Já diz um provérbio popular "O hábito faz o monge".  De fato, as experiências pelas quais as pessoas passam ao longo de suas vidas vão moldando sua forma de pensar, seu caráter, sua vontade, sua conduta, enfim, sua maneira de ser.  A nossa experiência cotidiana pode facilmente constatar estas conclusões, bem como os estudos da Sociologia, da Psicologia e da Psiquiatria principalmente.

Um destes estudos é o da fisiopsicologia da vontade, o qual nos fornece uma descrição do processo de formação de vontade na pessoa.

De acordo com HAMON ( apud, SODRÉ, p. 75), a vontade seria formada da seguinte forma: uma superfície sensitiva ou sensorial recebe uma impressão.  Esta é conduzida pelo nervo sensitivo para o centro reflexo medular(medula espinhal, medula alongada), corrente centrípeta;  deste centro nervoso parte uma corrente centrípeta seguindo o nervo motor.  A reação motora é executada por órgãos do movimento.  O movimento assim concluído é inconsciente.   Em lugar de se deter no centro, a corrente centrípeta pode continuar seguindo o nervo sensitivo e atingir um centro cerebral consciente (cérebro). Deste centro, através do nervo condutor de motricidade, parte uma corrente centrífuga que abala o centro medular.  Este por sua vez aciona o músculo pelo nervo motor;  eis o movimento voluntário, consciente.

Este estudo demonstra que cada elemento do meio, objeto exterior, cada objeto percebido por nossos sentidos causa uma determinada reação, resposta do nosso organismos, de nossa mente, ou seja, o Homem, portanto, age de acordo com suas experiências. 


6.  DA EXPERIÊNCIA E DA CONDUTA DO DELINQUENTE PERANTE O PROCESSO

A suspeita, nos termos da Lei, de prática de um delito é suficiente para submeter o r.  Suspeito a um processo penal, o qual visa a apurar as responsabilidades penais pela realização de um ou mais delitos.

A pessoa que responde a um processo penal - o qual visa a apurar as responsabilidades- embora goze de presunção de inocência, tem uma série de seus direitos restringidos, conforme o delito praticado, a gravidade, etc.

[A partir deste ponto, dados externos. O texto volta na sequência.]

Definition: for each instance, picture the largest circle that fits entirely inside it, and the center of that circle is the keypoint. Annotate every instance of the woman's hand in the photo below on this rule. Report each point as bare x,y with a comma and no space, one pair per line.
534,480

O delinqüente é aquele que praticou um ato anti-social reputado como delito pelo ordenamento jurídico da sociedade que o está processando.  O seu ato é nocivo a esta sociedade, a expressão de sua liberdade é nociva para a sociedade, por isso a sociedade tenta controlar sua personalidade, através da restrição da liberdade, da personalidade, desde o processo penal de formação de culpa, através da restrição da liberdade (não é sem razão que KANT considerava a liberdade como o primeiro e único direito natural) e se acentuando na fase de Execução Penal, após a condenação.   A restrição da liberdade, da personalidade do delinqüente consiste na restrição do exercício dos direitos, inclusive de direitos fundamentais, v. g. , a pessoa processada por prática de um delito tem o seu direito de ir e vir - direito fundamental - restringido direta ou indiretamente.

Na sociedade brasileira, acentuam-se, gradativamente, a edição de leis que já na fase de apuração do delito, na fase policial e no processo criminal, durante a instrução probatória, restringem, cada vez mais, um número maior de direitos individuais fundamentais do processado. São exemplos destas leis, a de Entorpecentes, a dos Crimes Hediondos a recente Lei das Organizações Criminosas. O fundamento destas leis é a defesa social. No passo em que caminhamos, chegaremos a aplicar pena, condenar sem nenhum direito de defesa, tal como nas priscas eras do Direito penal, onde imperava a Lei de Talião, pois que, cada vez mais antecipam-se efeitos peculiares à sentença condenatória, cada vez são maiores as hipóteses de restrição da liberdade cautelarmente, sem o contraditório constitucional.

Entretanto, ainda não chegamos ao ponto de igualar as conseqüências de um processo penal antes do trânsito em julgado, ao processo penal de Execução, após o trânsito em julgado;  ao menos não completamente.

Assim, a pessoa que responde a um processo penal, ainda goza de uma gama significativa de direitos de defesa, que podem ser utilizados e opostos eficazmente contra o Estado. Mesmo nos casos das Leis mais restritivas, como as supra citadas, ainda há a possibilidade de uma razoável proteção dos direitos fundamentas do acusado. É extremanente importante que o processado tenha esses direitos efetivamente protegidos, porque estes representam a manutenção de um nível mínimo da própria personalidade do processado.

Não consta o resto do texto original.